Exhibit 99.1
To: Directors and Executive Officers of United Rentals, Inc. (the “Company”)
Date: April 18, 2006
RE: | Notice re End of Sarbanes-Oxley Blackout |
Please be advised of the following:
1. On March 16, 2005, the Company advised you that the Company had delayed filing its 2004 Report on Form 10-K and was planning to restate its pre-2004 results, and that until such 10-K was filed and restatement completed, the Company would no longer be eligible to use its existing S-8 registration statements. As a result, the administrator of each of the United Rentals, Inc. 401(k) Investment Plan and the United Rentals, Inc. Acquisition Plan (together, the “Plans”) suspended the ability of Plan participants, both management and non-management, to invest in Company common stock pursuant to the Plans, referred to as a “blackout period.”

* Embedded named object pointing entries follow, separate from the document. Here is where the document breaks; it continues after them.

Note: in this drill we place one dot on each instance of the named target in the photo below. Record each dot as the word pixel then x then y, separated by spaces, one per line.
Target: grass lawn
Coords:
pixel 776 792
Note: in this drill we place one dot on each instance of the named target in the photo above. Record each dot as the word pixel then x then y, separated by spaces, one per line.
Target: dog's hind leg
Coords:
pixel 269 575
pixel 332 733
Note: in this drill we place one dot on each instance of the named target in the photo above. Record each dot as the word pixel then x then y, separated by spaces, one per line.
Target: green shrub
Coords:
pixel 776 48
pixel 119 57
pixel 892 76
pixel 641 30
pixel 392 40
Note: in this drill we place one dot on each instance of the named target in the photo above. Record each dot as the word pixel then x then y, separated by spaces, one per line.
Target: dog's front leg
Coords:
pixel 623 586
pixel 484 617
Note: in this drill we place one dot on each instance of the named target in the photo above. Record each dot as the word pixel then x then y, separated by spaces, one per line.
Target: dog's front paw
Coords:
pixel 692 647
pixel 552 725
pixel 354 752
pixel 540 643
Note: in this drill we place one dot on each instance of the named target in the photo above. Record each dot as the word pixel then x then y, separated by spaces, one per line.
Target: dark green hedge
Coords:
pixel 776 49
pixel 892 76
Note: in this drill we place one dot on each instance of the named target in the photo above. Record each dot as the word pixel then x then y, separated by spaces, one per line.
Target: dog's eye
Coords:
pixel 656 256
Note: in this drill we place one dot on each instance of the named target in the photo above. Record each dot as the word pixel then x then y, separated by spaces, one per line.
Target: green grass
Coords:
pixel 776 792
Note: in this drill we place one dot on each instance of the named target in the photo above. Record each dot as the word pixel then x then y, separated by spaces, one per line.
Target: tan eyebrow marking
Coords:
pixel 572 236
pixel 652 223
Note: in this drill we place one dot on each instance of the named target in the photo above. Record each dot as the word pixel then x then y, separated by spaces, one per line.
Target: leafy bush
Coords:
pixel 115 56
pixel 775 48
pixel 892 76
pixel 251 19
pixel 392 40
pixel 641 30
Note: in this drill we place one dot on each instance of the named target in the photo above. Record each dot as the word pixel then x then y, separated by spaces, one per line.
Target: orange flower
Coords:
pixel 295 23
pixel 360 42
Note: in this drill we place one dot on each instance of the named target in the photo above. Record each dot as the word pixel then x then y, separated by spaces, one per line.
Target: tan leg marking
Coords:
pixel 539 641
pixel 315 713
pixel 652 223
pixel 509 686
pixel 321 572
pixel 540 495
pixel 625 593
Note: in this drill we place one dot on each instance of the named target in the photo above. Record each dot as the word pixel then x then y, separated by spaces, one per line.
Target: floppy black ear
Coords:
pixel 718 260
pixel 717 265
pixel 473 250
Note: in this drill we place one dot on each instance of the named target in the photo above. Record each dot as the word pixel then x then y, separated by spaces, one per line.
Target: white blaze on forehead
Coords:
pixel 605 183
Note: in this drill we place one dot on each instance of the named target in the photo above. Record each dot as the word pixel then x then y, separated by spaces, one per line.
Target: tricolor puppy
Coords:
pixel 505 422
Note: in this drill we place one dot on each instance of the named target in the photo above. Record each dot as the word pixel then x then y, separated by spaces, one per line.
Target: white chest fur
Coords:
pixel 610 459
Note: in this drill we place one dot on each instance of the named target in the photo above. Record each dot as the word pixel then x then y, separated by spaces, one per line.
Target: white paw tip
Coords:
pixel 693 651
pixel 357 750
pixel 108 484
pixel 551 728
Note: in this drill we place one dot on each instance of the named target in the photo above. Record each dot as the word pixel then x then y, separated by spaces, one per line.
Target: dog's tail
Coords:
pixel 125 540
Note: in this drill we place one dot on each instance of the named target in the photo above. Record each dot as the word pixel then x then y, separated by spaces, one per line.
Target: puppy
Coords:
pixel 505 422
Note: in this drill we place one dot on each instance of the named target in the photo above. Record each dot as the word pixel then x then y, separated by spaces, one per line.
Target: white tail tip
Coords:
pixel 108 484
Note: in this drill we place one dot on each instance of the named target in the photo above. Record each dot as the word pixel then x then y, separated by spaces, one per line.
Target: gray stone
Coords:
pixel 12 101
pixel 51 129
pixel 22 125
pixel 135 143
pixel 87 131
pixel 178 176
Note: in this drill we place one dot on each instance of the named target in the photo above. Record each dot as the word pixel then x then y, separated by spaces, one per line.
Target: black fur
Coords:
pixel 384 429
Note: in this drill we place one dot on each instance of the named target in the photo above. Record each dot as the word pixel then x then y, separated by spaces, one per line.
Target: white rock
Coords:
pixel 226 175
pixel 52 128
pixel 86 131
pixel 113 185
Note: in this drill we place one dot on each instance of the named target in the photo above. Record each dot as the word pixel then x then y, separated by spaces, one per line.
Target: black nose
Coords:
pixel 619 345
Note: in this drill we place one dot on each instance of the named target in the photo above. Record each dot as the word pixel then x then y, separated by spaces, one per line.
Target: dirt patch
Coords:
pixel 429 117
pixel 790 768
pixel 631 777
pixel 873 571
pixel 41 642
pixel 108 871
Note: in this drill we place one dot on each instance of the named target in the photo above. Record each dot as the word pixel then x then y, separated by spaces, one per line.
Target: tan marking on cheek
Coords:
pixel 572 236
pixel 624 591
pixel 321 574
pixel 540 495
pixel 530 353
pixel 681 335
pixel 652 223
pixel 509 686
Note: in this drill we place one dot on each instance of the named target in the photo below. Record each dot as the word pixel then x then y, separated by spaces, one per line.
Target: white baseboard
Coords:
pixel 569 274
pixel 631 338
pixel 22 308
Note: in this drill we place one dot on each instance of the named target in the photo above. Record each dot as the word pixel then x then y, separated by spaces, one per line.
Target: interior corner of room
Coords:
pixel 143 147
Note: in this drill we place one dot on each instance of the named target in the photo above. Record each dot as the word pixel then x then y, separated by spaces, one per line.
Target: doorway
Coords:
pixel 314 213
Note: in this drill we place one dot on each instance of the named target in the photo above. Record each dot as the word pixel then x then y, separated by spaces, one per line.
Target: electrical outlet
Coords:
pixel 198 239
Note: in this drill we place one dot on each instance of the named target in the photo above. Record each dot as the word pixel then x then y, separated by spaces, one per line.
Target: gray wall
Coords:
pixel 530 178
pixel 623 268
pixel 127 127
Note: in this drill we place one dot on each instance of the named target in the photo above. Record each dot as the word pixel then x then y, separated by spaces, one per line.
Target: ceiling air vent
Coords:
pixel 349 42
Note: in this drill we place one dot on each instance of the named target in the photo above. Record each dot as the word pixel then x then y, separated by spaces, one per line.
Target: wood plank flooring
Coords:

2. Pursuant to Section 306(a) of the Sarbanes-Oxley Act and regulations thereunder, the Company’s directors and executive officers were prohibited from engaging in certain transactions in the Company’s equity securities during this “blackout period.” Specifically, you were prohibited from directly or indirectly purchasing, selling or otherwise acquiring or transferring any Company equity security (or any derivatives of a Company equity security), which you acquired in connection with your service and/or employment with the Company in such capacities, subject to certain limited exceptions.
3. The Company has filed its 2004 and 2005 Reports on Form 10-K and its Quarterly Reports on Form 10-Q for 2005. The Plans have filed their 2004 Reports on Form 11-K. Consequently, the “blackout period” with respect to the Plans has ended, effective April 13, 2006. Accordingly, effective immediately, the restrictions placed on you by Section 306(a) of the Sarbanes-Oxley Act with respect to purchasing, selling or otherwise acquiring or transferring any Company equity security (or any derivatives of a Company equity security) are also ended.
4. You are still limited by the Company’s Insider Trading Policy and any other Company policies relating to trading in Company stock by certain insiders.